Personal debt problems can arise from numerous circumstances, including health crises, theft, property damage, or loss of income. These situations are beyond the debtor’s control and arise through no fault of his or her own. But in other cases, it’s our own purchasing decisions that contribute to amassing a burdensome amount of debt, and it’s entirely avoidable. So why do so many people make this “unforced error” in their financial decision-making?
To better grasp this self-defeating behavior, it helps to understand the psychology of debt.
Why We Accrue Debt
According to Psychology Today, experimental research shows that people tend to spend more when making purchases with credit cards versus cash. One study revealed that people were willing to spend $175 for supplies to throw a party when paying with a credit card, but only $145 when using cash.
One potential reason for this spending difference is the degree of transparency of the payment method — the more transparent, the less we tend to spend. Cash is the most transparent method and therefore is associated with reduced spending, while credit cards and gift cards are less transparent and tend to be associated with greater spending. Other explanations for increased spending when using credit cards relate to the increased delay from the time of a credit purchase to when the bill is due and the fact that individual purchases are less recognizable on a lump sum bill as both reducing the “pain of paying.”
There have even been studies suggesting that the mere presence of credit card branding (i.e. logos) may prime buyers to want to spend more. This could occur much in the same way that the smell of bacon sizzling on the stove can stimulate the appetite. In effect, we become conditioned to associate credit cards with the desire to spend.
The Psychology of Debt Reduction
The avalanche method and the snowball method are two popular debt reduction strategies. According to the avalanche method, debts are ranked in terms of their interest rates from highest to lowest. You start by paying off the debt with the highest interest rate and work your way down the list to the debt with the lowest interest rate. This approach has the potential to save the greatest amount of money over time, yet can be harder psychologically to stick with.

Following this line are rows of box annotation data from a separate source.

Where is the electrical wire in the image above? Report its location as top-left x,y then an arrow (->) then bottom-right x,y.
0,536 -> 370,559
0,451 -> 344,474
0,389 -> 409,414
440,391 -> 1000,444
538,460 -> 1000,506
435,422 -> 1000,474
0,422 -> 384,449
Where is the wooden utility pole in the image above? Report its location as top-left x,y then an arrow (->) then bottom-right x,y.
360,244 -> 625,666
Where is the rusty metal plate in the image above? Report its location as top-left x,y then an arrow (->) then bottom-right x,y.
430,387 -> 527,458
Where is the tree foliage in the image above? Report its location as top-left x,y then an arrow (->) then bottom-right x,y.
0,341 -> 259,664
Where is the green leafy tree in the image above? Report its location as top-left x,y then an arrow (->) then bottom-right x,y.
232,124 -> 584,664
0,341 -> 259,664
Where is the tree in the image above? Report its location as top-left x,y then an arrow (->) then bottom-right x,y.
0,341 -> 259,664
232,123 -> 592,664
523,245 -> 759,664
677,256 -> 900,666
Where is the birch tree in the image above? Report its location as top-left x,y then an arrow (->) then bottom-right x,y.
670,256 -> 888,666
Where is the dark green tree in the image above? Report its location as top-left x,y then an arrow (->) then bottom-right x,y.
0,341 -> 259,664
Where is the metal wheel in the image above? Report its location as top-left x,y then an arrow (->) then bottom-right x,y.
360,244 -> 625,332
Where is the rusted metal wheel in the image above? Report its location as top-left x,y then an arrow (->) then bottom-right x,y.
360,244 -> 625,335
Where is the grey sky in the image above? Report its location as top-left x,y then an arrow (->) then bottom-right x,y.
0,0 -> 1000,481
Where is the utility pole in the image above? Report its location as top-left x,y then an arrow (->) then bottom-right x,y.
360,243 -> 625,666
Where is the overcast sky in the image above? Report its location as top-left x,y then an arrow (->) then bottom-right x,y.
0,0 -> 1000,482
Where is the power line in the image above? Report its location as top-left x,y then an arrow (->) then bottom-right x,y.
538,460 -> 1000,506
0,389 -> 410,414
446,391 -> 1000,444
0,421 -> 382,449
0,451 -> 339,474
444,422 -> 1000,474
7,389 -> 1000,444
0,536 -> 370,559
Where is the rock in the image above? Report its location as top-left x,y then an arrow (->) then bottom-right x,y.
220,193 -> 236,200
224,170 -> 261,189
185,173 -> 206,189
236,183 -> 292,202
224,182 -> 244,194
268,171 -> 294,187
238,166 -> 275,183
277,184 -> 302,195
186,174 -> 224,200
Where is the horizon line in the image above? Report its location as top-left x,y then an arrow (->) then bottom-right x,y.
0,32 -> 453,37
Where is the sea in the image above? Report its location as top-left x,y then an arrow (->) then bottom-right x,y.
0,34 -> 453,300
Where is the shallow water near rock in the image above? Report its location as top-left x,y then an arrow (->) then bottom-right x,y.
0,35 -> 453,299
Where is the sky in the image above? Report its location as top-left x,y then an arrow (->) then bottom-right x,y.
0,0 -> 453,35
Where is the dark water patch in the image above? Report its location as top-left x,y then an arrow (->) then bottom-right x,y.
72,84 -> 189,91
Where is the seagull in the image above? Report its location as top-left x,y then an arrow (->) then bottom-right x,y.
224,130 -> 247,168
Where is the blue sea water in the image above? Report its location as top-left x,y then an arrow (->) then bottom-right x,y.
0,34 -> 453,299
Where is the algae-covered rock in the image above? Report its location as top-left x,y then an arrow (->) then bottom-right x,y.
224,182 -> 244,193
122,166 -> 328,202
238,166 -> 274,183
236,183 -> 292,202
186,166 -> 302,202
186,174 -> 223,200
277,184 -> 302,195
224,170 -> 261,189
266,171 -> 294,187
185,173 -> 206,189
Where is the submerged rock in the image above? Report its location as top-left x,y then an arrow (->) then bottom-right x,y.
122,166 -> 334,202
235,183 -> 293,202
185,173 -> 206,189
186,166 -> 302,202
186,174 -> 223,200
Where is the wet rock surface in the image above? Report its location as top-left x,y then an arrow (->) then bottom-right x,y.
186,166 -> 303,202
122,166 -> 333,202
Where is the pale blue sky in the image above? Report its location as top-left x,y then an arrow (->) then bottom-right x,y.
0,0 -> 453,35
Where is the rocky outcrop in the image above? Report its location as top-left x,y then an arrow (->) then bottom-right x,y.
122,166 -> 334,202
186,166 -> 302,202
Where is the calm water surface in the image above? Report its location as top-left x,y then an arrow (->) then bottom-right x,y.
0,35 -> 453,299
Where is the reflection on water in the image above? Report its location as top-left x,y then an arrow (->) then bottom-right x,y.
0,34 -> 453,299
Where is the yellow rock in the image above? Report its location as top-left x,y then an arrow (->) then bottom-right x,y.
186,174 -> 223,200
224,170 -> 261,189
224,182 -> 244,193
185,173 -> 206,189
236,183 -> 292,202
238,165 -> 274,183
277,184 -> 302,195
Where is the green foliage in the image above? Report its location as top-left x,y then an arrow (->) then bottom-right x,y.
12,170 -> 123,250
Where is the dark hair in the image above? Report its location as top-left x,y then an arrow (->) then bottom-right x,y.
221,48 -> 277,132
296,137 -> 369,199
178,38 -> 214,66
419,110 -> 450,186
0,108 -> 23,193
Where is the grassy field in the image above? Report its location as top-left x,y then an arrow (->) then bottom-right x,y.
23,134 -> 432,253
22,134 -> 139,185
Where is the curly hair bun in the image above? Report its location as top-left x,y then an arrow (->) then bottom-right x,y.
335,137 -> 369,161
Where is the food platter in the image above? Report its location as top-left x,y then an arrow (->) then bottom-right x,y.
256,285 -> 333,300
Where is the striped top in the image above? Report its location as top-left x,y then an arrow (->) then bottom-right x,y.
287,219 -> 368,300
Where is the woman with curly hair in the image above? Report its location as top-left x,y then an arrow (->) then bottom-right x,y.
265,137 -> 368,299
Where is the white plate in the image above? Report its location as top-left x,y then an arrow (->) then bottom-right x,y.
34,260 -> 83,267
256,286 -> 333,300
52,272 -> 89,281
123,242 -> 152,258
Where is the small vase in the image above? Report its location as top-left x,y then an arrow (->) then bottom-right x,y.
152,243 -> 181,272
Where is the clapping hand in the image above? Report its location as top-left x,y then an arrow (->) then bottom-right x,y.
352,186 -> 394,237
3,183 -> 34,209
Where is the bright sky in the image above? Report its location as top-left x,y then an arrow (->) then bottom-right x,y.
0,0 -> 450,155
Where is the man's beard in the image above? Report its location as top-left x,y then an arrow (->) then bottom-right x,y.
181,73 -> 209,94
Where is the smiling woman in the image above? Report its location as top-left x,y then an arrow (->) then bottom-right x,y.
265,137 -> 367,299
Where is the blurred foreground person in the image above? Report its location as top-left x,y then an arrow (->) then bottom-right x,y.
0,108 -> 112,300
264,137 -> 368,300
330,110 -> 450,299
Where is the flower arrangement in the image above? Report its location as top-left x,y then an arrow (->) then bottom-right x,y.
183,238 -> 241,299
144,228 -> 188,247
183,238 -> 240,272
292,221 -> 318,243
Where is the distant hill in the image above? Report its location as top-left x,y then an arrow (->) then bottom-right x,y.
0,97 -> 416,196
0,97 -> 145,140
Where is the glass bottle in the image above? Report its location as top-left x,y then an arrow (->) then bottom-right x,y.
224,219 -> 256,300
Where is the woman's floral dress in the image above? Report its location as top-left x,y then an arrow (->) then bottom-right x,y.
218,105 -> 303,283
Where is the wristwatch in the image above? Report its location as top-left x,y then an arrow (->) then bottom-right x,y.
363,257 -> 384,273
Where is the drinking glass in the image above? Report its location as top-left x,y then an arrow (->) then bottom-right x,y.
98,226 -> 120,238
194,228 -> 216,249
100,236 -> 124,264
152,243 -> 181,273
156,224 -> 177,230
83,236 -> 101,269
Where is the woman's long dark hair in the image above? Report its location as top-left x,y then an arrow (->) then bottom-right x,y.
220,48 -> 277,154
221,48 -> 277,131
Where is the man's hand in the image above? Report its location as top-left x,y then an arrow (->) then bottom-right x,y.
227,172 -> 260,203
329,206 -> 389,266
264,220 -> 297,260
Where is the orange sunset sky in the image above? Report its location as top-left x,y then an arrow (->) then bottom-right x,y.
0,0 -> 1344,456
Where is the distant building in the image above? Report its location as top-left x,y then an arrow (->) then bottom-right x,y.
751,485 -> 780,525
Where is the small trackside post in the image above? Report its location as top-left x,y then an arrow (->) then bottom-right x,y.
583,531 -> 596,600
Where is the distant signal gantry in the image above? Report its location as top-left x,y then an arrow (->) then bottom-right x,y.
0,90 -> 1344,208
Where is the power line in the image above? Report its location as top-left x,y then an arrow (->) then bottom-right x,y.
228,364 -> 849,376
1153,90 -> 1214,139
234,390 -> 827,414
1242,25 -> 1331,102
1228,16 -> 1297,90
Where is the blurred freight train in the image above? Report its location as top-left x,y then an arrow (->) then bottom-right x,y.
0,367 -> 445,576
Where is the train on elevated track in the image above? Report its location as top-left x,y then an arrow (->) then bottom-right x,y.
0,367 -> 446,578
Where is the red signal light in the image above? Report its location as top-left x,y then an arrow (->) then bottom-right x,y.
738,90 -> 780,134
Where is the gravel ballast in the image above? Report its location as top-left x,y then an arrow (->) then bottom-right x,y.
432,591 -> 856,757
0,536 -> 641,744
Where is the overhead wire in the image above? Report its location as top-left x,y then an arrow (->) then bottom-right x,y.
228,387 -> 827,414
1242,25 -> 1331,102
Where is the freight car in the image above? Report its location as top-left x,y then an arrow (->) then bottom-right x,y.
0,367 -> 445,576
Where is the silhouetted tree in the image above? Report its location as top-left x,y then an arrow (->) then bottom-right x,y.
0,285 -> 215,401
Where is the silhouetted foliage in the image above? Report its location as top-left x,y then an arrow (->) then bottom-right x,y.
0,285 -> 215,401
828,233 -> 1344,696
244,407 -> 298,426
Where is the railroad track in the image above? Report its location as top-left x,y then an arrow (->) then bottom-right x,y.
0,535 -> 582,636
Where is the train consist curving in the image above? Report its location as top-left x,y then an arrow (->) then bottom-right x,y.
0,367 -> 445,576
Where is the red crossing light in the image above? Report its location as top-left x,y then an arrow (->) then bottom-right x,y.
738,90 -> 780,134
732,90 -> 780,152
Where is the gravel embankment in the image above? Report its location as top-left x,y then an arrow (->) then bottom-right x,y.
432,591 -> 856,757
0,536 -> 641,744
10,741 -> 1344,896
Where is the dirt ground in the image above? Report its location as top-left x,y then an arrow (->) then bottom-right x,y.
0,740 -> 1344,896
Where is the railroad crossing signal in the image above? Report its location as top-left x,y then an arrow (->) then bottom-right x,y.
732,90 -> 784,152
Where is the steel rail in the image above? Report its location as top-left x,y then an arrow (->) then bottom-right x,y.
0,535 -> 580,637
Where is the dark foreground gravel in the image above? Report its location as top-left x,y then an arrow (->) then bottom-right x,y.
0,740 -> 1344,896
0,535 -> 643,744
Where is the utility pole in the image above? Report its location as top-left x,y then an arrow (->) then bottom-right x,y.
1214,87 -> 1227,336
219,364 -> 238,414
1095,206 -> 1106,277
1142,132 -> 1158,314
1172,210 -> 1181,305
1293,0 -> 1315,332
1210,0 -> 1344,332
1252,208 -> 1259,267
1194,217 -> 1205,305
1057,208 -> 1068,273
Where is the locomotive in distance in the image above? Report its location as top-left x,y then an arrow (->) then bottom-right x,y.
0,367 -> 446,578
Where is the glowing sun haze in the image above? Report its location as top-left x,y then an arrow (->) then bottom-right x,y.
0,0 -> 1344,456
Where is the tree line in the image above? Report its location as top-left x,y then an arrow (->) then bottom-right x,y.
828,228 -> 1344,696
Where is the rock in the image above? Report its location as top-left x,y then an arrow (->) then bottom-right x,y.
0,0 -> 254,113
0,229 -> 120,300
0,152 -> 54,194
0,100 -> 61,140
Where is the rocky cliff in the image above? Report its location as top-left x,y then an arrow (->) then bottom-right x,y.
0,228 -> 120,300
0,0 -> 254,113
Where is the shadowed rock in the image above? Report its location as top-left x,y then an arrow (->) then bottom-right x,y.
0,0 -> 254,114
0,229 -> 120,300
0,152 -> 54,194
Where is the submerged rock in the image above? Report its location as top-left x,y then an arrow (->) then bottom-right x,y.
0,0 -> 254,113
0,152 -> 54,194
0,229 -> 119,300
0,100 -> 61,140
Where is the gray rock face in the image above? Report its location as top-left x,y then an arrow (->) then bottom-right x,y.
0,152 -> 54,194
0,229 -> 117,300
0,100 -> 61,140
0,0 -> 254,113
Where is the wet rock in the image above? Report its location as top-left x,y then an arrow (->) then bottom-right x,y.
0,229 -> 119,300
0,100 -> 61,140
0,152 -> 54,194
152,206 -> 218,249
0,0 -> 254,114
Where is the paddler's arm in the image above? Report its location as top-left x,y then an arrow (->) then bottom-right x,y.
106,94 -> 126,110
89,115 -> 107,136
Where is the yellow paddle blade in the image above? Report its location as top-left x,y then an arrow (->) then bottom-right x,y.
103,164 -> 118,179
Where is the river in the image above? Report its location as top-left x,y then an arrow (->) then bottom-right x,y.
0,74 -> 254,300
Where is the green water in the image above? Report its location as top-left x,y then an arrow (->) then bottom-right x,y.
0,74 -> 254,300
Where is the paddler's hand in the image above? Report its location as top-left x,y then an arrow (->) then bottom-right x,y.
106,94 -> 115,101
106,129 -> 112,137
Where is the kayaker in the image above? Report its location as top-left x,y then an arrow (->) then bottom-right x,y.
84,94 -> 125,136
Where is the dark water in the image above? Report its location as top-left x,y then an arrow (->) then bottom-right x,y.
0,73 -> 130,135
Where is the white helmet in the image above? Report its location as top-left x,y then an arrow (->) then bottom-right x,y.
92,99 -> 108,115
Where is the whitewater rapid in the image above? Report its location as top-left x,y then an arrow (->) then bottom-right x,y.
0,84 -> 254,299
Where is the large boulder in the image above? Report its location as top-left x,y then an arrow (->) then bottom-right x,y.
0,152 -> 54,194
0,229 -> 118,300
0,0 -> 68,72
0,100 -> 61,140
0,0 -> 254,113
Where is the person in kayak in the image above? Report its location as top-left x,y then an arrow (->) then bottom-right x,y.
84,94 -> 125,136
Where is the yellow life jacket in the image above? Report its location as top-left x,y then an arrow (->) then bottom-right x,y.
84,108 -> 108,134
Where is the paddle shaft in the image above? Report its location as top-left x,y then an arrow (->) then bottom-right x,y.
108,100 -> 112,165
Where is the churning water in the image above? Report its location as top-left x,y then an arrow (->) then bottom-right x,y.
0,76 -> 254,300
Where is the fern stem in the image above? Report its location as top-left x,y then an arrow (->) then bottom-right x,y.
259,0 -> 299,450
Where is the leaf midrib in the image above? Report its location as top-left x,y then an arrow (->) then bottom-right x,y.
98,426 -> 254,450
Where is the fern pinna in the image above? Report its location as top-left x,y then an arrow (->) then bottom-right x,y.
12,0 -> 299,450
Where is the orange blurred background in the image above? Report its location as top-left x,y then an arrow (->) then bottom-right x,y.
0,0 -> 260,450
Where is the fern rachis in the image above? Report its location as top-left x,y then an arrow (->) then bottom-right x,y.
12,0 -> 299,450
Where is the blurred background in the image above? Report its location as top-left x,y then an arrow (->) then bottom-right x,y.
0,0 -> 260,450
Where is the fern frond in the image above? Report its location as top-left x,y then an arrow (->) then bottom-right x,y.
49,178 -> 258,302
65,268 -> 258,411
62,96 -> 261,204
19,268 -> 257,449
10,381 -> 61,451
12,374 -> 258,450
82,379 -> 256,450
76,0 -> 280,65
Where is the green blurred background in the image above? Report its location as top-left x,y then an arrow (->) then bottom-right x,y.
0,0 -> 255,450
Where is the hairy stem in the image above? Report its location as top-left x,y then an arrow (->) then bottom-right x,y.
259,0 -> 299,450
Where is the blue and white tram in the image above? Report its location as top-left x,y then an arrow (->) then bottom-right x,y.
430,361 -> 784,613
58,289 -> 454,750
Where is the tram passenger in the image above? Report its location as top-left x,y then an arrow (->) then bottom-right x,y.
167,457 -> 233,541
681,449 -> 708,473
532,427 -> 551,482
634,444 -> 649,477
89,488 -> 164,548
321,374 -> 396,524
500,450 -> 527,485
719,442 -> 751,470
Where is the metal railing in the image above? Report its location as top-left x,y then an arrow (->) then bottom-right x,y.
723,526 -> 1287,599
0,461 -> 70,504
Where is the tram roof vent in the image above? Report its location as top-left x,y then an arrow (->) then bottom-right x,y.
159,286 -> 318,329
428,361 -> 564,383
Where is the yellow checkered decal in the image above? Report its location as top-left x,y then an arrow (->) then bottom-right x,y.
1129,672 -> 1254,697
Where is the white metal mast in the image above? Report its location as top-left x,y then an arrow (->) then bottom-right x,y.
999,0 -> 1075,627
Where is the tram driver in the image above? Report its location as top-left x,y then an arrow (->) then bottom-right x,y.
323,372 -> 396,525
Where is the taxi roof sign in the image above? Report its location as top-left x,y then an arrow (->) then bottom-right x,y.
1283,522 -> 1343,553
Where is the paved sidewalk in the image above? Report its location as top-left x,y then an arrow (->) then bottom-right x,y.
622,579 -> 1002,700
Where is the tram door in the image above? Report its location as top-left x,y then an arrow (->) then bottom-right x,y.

The snowball method, on the other hand, has debtors start by paying off their smallest balance first and gradually working their way up to the largest balance. While this approach will not save the most money, it can often build psychological momentum because you pay off individual balances more quickly and rack up more frequent “wins.” At the end of the day, the debt repayment plan that works best is always the one you’re most likely to stick with over the long haul. And that means it isn’t always all about the numbers — psychology and motivation can also play a big part.
Debt and Stress
Money can be a leading cause of psychological and financial stress for many American families. Among households that comprise the bottom 60% of income (earners with take-home pay of $65,000 or less), about one-third are “stressed,” meaning they have financial obligations in excess of 30% of their income and not enough emergency cash on hand to cover six months of expenses. Among households earning $23,000 or less, nearly half were in this position.
This type of financial stress often leads to psychological stress and can ultimately have negative impacts on physical health. According to WebMD, one study of 8,400 young adults found that a high degree of debt relative to available assets was associated with higher levels of stress and depression, worse self-reported overall health and higher diastolic blood pressure.
Dealing with Debt Distress
There are a number of things you can do to mitigate the negative psychological impact of debt. First and foremost, try to avoid accruing significant debt or adding to the amount of debt you already have if possible. Use cash more often and avoid recreational shopping and the temptation it can bring. Second, work with your financial advisor to come up with a debt reduction plan you can stick with. Simply knowing you have a plan and are working to correct the situation over time can be helpful. Finally, recognize whether your debt is causing you significant psychological distress. Understand that many people feel just like you, and seek out social support and professional help, if necessary, to better manage and cope with this all-too-common stressor.